Non ho conosciuto personalmente il dott. Baggio, ma me ne hanno parlato come di un ottimo manager e soprattutto come una persona “fattiva”. E Dio solo sa quanto questo settore abbia bisogno di persone così.
Il nostro Presidente del Consiglio Berlusconi parla sempre della politica del “fare”: ma allora perché mandiamo a casa una persona così? Perché le Istituzioni non lo supportano e non lo agevolano nella necessaria ed inderogabile riforma dell’Unire?

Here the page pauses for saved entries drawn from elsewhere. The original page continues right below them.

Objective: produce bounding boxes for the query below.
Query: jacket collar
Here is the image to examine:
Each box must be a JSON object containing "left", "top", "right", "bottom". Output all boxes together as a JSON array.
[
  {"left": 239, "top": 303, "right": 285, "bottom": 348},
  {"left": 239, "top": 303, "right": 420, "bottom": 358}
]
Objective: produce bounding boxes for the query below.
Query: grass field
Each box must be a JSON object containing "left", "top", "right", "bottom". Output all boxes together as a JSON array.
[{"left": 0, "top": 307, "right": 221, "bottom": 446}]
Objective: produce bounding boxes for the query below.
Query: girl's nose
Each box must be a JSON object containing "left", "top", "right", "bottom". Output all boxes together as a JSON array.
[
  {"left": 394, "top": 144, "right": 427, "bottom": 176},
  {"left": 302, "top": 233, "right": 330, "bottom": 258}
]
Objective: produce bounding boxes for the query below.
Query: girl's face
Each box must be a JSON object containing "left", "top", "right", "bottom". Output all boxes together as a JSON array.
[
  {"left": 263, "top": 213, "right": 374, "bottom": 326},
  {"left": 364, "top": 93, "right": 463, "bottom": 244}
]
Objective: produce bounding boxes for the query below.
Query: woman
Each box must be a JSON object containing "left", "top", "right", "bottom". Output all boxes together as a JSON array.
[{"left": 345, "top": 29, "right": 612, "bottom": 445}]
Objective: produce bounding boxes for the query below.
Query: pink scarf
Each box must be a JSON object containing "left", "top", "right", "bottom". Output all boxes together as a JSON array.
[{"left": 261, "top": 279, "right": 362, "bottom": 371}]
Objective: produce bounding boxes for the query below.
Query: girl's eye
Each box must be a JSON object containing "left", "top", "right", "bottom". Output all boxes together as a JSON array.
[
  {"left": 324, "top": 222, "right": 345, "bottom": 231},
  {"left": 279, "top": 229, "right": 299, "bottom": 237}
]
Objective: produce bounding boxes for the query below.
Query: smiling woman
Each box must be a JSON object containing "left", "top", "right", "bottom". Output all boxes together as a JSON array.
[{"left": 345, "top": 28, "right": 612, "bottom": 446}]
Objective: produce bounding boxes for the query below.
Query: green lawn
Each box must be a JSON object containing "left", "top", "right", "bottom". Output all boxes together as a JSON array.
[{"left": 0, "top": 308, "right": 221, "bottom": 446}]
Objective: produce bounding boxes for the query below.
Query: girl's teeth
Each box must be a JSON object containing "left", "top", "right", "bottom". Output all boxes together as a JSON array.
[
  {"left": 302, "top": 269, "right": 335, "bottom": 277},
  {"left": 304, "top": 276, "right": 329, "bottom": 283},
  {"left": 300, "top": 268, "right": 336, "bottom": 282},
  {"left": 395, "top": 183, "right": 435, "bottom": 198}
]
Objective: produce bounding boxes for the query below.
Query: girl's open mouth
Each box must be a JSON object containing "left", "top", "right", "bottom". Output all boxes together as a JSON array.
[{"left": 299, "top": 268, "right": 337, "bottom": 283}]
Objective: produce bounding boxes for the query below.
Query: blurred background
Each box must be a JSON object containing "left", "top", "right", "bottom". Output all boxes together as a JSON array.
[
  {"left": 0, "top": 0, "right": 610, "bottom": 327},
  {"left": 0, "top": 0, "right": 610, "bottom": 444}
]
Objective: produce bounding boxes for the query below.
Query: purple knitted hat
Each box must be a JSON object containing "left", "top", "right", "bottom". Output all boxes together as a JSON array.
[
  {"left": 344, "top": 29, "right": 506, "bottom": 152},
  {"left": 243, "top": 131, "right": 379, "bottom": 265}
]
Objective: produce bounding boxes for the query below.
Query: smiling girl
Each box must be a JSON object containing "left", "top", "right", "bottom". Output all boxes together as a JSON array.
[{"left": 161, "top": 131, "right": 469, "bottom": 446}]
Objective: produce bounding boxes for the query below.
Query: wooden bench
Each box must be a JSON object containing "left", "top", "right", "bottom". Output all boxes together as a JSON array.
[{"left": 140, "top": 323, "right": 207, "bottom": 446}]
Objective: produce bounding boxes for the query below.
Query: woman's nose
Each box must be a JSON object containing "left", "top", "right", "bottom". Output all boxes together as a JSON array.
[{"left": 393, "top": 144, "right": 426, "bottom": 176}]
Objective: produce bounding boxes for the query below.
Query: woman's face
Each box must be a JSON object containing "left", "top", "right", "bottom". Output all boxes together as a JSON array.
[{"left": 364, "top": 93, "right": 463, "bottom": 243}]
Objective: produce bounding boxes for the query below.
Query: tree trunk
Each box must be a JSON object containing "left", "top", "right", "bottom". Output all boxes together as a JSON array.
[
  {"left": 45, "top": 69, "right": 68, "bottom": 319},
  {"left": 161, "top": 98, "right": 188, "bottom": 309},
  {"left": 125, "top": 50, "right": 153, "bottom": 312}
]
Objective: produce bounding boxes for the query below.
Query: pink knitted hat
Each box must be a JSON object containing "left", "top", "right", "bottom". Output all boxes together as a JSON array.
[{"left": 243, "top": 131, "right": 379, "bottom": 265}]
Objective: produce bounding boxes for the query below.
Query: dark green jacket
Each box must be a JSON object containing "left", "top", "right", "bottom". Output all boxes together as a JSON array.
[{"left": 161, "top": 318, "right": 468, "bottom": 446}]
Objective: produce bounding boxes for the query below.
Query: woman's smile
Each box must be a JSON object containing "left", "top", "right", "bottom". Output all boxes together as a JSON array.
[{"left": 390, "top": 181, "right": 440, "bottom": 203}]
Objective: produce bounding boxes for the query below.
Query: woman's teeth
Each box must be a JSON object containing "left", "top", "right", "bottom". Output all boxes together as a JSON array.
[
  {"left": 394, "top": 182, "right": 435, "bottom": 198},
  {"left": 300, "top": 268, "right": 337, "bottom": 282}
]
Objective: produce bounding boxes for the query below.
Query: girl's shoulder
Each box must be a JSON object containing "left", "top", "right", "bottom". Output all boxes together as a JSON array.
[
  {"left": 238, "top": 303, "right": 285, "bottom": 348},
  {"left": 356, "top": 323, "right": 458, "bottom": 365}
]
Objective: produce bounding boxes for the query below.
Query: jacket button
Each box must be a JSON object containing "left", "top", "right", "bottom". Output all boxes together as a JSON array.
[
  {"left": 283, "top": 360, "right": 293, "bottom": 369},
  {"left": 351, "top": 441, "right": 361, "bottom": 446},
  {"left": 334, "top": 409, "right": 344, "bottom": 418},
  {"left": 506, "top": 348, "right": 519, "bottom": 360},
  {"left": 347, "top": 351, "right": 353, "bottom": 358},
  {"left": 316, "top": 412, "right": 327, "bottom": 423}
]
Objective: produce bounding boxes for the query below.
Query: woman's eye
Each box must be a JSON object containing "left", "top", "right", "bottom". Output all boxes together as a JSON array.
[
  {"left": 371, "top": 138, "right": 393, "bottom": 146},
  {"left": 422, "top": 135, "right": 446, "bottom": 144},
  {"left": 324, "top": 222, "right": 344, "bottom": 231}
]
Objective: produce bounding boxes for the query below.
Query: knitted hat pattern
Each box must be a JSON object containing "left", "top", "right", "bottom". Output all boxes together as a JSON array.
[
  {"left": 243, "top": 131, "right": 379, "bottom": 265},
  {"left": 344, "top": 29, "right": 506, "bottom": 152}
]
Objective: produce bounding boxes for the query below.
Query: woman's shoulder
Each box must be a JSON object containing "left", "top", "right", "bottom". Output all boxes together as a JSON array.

Il settore giace su un letto di agonia e si fanno solo chiacchiere e forse neanche quelle. Mi sembrava che Baggio stesse movendosi bene nei suoi primi passi: aveva scelto anche delle persone competenti dei settori “trotto e galoppo” ed aspettavamo con ansia la nomina del settore “sella”.
E ora?
Io penso che tutti noi dobbiamo farci sentire dal Ministero e dal Governo e non con inutili scioperi, che non fanno altro che aumentare la crisi, ma con una marea di e-mail, di fax fino ad intasargli i centralini e se non bastasse con dei sit-in davanti al Ministero e Palazzo Chigi.
Possibile che non si riesca a farsi ascoltare? Non possono sempre approfittare della “passione” che tutti gli operatori, indistintamente, mettono in questo lavoro.
Certo la cosa più importante sono i 50.000 lavoratori del settore e le loro famiglie, ma la nostra cultura dove la mettiamo? Bisogna ricordare anche che questo è un settore di “eccellenza” per il nostro Paese e non si può davvero lasciarlo morire!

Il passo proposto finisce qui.